Access to capital, managerial skills, and technology is another lever for enabling substantive change. For example, a government program that effectively addresses informational barriers to the adoption of better business practices could boost the earnings of informal entrepreneurs. Such an intervention might also induce formalization by removing managerial constraints on firm size and increasing the natural size of informal firms. It could make formalization more attractive because bettermanaged firms may have more to gain from access to government contracts. The main challenge for policy makers is to diagnose underlying market or institutional failures correctly and devise programs that can address them in a cost-effective manner.

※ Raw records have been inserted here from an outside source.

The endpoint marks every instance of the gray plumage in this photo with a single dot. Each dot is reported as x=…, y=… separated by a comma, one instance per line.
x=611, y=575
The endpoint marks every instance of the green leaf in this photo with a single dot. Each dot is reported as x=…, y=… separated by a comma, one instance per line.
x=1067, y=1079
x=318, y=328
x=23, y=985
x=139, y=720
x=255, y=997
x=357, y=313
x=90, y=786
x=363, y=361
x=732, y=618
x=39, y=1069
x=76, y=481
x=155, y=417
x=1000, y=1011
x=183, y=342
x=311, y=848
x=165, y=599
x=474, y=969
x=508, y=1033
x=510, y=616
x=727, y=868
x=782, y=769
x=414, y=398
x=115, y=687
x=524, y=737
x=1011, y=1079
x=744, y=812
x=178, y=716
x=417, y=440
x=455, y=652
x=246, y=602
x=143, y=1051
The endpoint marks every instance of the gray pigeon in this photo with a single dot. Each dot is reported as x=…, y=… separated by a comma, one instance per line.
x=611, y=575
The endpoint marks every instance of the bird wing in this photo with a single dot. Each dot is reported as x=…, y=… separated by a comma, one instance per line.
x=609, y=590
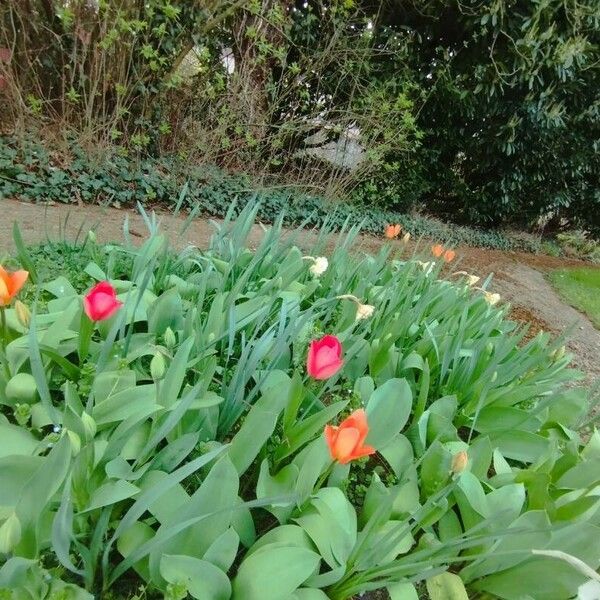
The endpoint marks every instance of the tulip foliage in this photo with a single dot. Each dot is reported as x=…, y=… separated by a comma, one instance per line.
x=226, y=424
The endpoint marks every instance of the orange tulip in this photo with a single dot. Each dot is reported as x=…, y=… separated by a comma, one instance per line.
x=437, y=250
x=392, y=231
x=449, y=255
x=347, y=442
x=10, y=284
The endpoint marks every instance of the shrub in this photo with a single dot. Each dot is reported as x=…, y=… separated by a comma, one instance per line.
x=179, y=444
x=29, y=171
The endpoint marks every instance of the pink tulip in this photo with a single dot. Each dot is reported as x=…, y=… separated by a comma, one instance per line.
x=324, y=357
x=101, y=303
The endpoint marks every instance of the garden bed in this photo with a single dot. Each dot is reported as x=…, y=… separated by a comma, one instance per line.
x=263, y=424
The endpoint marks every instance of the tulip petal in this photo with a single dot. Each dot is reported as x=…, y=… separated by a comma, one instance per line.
x=4, y=293
x=345, y=444
x=17, y=281
x=358, y=421
x=328, y=370
x=362, y=451
x=330, y=437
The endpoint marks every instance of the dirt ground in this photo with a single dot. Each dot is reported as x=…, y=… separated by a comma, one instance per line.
x=517, y=276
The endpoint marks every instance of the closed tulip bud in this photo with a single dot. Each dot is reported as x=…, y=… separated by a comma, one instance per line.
x=459, y=462
x=364, y=311
x=157, y=367
x=89, y=426
x=319, y=266
x=22, y=414
x=10, y=534
x=170, y=339
x=23, y=313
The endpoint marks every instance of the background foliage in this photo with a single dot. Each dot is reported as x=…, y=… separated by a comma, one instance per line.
x=481, y=112
x=178, y=446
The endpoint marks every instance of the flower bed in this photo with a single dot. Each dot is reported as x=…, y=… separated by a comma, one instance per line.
x=265, y=425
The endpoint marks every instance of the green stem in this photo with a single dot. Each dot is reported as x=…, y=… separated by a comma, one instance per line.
x=3, y=343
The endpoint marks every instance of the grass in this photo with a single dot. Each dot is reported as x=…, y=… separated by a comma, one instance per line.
x=580, y=288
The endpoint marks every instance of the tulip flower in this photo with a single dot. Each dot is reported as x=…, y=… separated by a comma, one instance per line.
x=437, y=250
x=471, y=279
x=319, y=266
x=492, y=299
x=459, y=462
x=101, y=303
x=347, y=441
x=392, y=231
x=440, y=252
x=364, y=311
x=10, y=284
x=324, y=357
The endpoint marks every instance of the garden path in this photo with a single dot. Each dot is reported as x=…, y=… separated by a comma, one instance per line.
x=518, y=276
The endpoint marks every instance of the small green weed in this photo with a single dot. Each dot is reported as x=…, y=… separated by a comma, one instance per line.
x=580, y=288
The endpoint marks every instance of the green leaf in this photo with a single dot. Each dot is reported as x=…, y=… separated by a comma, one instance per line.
x=16, y=440
x=223, y=550
x=258, y=425
x=281, y=484
x=402, y=591
x=166, y=311
x=175, y=375
x=446, y=586
x=202, y=579
x=306, y=429
x=125, y=404
x=111, y=492
x=274, y=572
x=388, y=411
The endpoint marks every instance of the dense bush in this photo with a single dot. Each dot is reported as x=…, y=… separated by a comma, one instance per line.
x=177, y=441
x=29, y=171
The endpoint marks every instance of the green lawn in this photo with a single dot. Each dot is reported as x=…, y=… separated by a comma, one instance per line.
x=581, y=288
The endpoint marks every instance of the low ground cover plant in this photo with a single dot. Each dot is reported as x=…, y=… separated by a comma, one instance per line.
x=31, y=172
x=268, y=425
x=580, y=288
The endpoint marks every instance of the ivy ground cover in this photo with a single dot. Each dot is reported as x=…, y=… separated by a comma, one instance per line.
x=265, y=425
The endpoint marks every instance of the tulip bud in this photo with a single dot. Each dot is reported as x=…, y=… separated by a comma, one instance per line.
x=89, y=426
x=22, y=414
x=364, y=311
x=157, y=367
x=459, y=462
x=23, y=313
x=169, y=338
x=319, y=266
x=10, y=534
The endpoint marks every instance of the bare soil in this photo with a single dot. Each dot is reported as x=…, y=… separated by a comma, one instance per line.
x=517, y=276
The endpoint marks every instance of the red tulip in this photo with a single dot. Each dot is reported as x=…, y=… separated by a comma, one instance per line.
x=324, y=357
x=101, y=303
x=347, y=442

This chapter’s framework has emphasized the heterogeneity among firms in the informal sector and how that matters in policy design. For effective policy design, it would be useful to know how many informal firms are informal because they are trying to avoid or evade regulations and how many only happen to be in the informal sector because of other constraints to productivity growth and market access.

The share of outsider-, avoider-, and evader-type firms in the informal sector of South Asian countries is ultimately an empirical question. It hinges on the distribution of the hypothetical natural firm size, that is, the size distribution that would naturally emerge if business regulations and taxes applied uniformly to all firms regardless of size. This natural size distribution is not observed directly. Nevertheless, examining the actual size distribution of formal and informal firms can throw some light on this issue. Although better and more frequent data collection on informal activities would be useful in settling this empirical issue, a main conclusion from the available incomplete data is that the share of the outsiders (type D) is large in South Asia; thus, policies that deal with distortions and enforcement capacity, while still relevant, should not be the only policies pursued in the region.

South Asian firms are predominantly small. In Nepal, according to the official census of firms, 91 percent of all firms engaged in nonfarm activities employ only five or fewer persons (figure 1.3). This share is even higher in Bangladesh and India. In general, firms with more than 10 persons account for fewer than 5 percent of all nonfarm firms in these countries.